Ruiz co-wrote the letter with Rep. Juan Vargas, D-El Centro, to the Chairman of the House Committee on Natural Resources requesting a hearing in the fall so that testimony can be heard from federal officials of various agencies he said have fallen short in their responsibility to help mitigate the environmental and public health challenges posed by the shrinking lake.
“Congress must hold federal agencies accountable for protecting the public’s health and recognize that managing the Sea is an emergency. A hearing will allow me to ask federal agencies tough questions and hold them accountable to their agreements,” Ruiz said in a statement.

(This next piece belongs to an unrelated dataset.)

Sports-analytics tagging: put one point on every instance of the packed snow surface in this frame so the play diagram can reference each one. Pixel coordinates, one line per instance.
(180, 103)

Read Rep. Ruiz’s full letter below:
He states in the letter that he would like the opportunity to ask officials from the U.S. Department of the Interior, which owns about 40% of the Salton Sea, “what obligations they have to prevent threats to public health as a result of that ownership.”
He also wants to allow local stakeholders to provide Congress with testimony about the health issues created by the diminishing lake.
Officials say that because the lake has historically been fed largely by agricultural runoff, dust picked up by wind from newly exposed lakebed contains dangerous chemicals that have contributed to respiratory and cardiovascular illnesses for residents living near the Salton Sea in both Riverside and Imperial counties.
Also of concern is the increased salinity level of the waters, which has left the lake on the “brink of ecological collapse,” according to Ruiz.
“We view this hearing as a critical step towards establishing the robust federal-state partnership at the Salton Sea that is required in order to avoid a severe public health and environmental crisis,” he said.
The last Congressional hearing on the Salton Sea was conducted by the House Natural Resources Committee in 1997.